Excel users often find it convenient to use full-column references in formulas to avoid having to adjust the formulas every time new data is added. So when you write a User Defined Function (UDF) you can expect that sooner or later someone will try to use it with a full-column reference:
When Excel 2007 introduced the “Big Grid” with just over 1 million rows it became even more important to handle these full-column references efficiently. The standard way to handle this in a VBA UDF is to get the INTERSECT of the full-column reference and the used-range so that the UDF only has to process the part of the full-column that has actually been used.

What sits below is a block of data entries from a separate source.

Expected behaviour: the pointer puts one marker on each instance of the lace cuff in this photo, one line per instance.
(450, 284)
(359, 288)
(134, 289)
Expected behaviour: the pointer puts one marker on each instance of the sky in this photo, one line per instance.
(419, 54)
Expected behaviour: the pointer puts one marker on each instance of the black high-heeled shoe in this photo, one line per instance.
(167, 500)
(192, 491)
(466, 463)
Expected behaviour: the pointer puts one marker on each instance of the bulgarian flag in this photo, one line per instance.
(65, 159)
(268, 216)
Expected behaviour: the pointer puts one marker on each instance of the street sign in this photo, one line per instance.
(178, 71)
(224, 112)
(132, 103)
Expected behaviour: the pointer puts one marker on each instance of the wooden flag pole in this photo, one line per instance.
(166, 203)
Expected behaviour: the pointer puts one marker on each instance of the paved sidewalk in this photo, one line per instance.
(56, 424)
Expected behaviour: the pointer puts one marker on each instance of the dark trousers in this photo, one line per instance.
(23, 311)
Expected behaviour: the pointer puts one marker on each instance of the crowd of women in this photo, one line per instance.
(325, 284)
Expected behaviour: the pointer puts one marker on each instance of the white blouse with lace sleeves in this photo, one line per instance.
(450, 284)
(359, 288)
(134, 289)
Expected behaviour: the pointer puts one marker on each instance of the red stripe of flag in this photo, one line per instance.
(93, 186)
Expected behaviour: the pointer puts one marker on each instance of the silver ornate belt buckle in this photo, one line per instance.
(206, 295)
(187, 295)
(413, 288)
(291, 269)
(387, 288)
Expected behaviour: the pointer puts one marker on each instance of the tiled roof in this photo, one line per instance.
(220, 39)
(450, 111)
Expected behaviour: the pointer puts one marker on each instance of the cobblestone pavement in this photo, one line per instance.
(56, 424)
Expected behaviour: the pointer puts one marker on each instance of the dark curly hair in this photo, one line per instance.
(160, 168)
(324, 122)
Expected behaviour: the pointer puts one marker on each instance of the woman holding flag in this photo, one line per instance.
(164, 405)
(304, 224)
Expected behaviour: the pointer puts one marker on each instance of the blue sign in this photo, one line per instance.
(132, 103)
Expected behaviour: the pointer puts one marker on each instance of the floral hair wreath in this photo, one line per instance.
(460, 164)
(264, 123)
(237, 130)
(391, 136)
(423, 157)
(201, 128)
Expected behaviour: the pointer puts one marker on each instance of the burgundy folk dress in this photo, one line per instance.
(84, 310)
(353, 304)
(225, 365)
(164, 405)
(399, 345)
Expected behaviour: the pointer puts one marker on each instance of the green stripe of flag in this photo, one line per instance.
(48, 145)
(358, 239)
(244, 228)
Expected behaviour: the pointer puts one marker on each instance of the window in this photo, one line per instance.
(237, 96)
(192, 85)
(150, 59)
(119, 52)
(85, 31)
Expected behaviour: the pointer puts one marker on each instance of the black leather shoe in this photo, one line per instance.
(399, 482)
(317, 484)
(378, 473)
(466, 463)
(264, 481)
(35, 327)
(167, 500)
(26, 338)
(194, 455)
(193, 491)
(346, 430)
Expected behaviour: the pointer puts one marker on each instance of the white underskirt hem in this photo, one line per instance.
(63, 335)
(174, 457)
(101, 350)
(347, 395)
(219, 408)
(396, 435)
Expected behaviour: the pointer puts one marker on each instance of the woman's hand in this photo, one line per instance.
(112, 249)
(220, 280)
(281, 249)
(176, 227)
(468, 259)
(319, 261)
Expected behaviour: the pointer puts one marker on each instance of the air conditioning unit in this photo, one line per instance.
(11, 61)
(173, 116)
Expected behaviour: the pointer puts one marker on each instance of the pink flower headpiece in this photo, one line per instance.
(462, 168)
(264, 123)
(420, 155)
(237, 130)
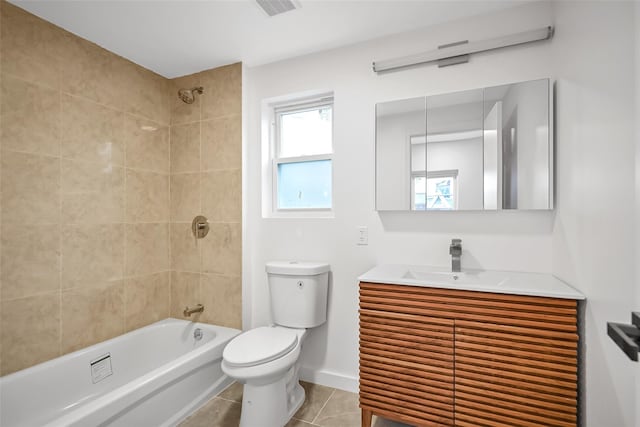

The example VBA code below does this intersection and then returns the smaller of the number of rows in the input range and the number of rows in the used range.
Public Function GetUsedRows(theRng As Range) Dim oRng As Range Set oRng = Intersect(theRng, theRng.Parent.UsedRange) GetUsedRows = oRng.Rows.Count End Function
The parent of theRng is the worksheet that contains it, so
theRng.Parent.UsedRange gets the used range of the worksheet you want.
Two problems with this technique are:
- Getting the Used Range can be slow.
- The XLL interface does not have a direct way to access the Used Range, so you have to get it via a single-thread-locked COM call. (More on this later).
So just how slow is it to get the used Range?
I created a very simple UDF and timed the calculation of 1000 calls to this UDF for filled used ranges of between 10K rows and 640K rows.
Public Function CountUsedRows() CountUsedRows = ActiveSheet.UsedRange.Rows.Count End Function
It turns out that the time taken to execute this UDF is a linear function of the number of used rows in the used range.
And its quite slow, 1000 calls to this UDF with 640K rows of data takes 33 seconds!
When the used range is small you won’t notice the time taken, but for large used ranges with the big grid you certainly will. And the problem is that your UDF will do this check on every range that is passed to the UDF, even if its not really needed.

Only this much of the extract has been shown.